Lake Country, for me, was about a young man who had lost his way and wanted to do something. Darryl Potter left the Marine Corps, but now he’s just drifting — no job, no prospects, and none of the sense of purpose that the Marines gave him. He latches on to a story about the death of a young woman, the younger sister of a man he served with, and decides that this is a wrong he can put right.
Wade Benson, a successful local architect, killed a girl. He was driving home one night and fell asleep at the wheel. He wasn’t drunk, just tired. Becky Morse was severely injured in the accident he caused; she lingered in a coma for two days in the hospital before she died. As part of his probation, Wade Benson spends two days every year in jail, the anniversary of the days that Becky spent in her coma.
Potter decides that’s not enough, and that Benson should suffer more for what he’s done.

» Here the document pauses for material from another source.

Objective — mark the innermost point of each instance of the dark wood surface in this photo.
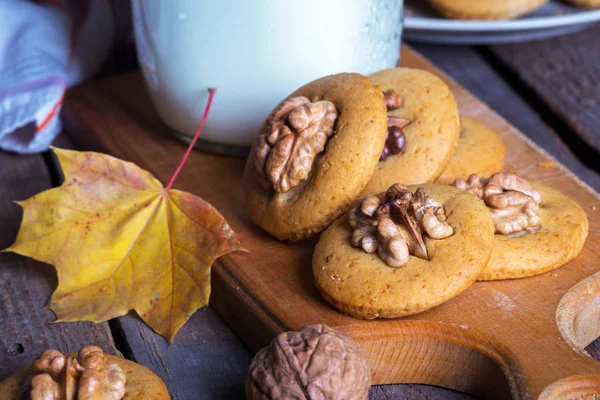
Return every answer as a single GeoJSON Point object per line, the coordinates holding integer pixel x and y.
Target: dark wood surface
{"type": "Point", "coordinates": [562, 74]}
{"type": "Point", "coordinates": [509, 78]}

He decides to even the score by kidnapping Benson’s twenty-year-old daughter, Cheryl. His friend, Mike Barlowe, is the only person with a chance to set things right before they turn tragic.
Woven into this is the story of the reporter who first covered the tragedy, Maya Lamb, who finds herself uniquely positioned to be involved in the developing story. She’s got plenty of upheaval in her own life to keep her distracted. Potter has other problems that may catch up with him soon, and those problems are armed and dangerous. Barlowe just wants to keep his last good friend out of trouble, preferably while keeping him alive.
I devoured this book — tore through it in two sittings. There was something about Mike Barlowe, more than Darryl Potter, that appealed to me. Also Maya, with her career concerns and her fear that she is getting sucked into the camera and losing touch with her human side, makes an interesting character. There are some funny moments with her, but nothing that takes away from the bigger story.
Benson’s story also touched me — it’s really the sort of thing that could happen to anyone. I’ve fallen asleep at the wheel and it’s very scary, but luckily I only hit a few bushes. It could have easily been disastrous. He doesn’t shirk his punishment, but he is not willing to sacrifice his daughter for it. And his daughter, Cheryl, is a tough cookie. You’ll definitely find yourself rooting for her. This is a novel that I highly recommend.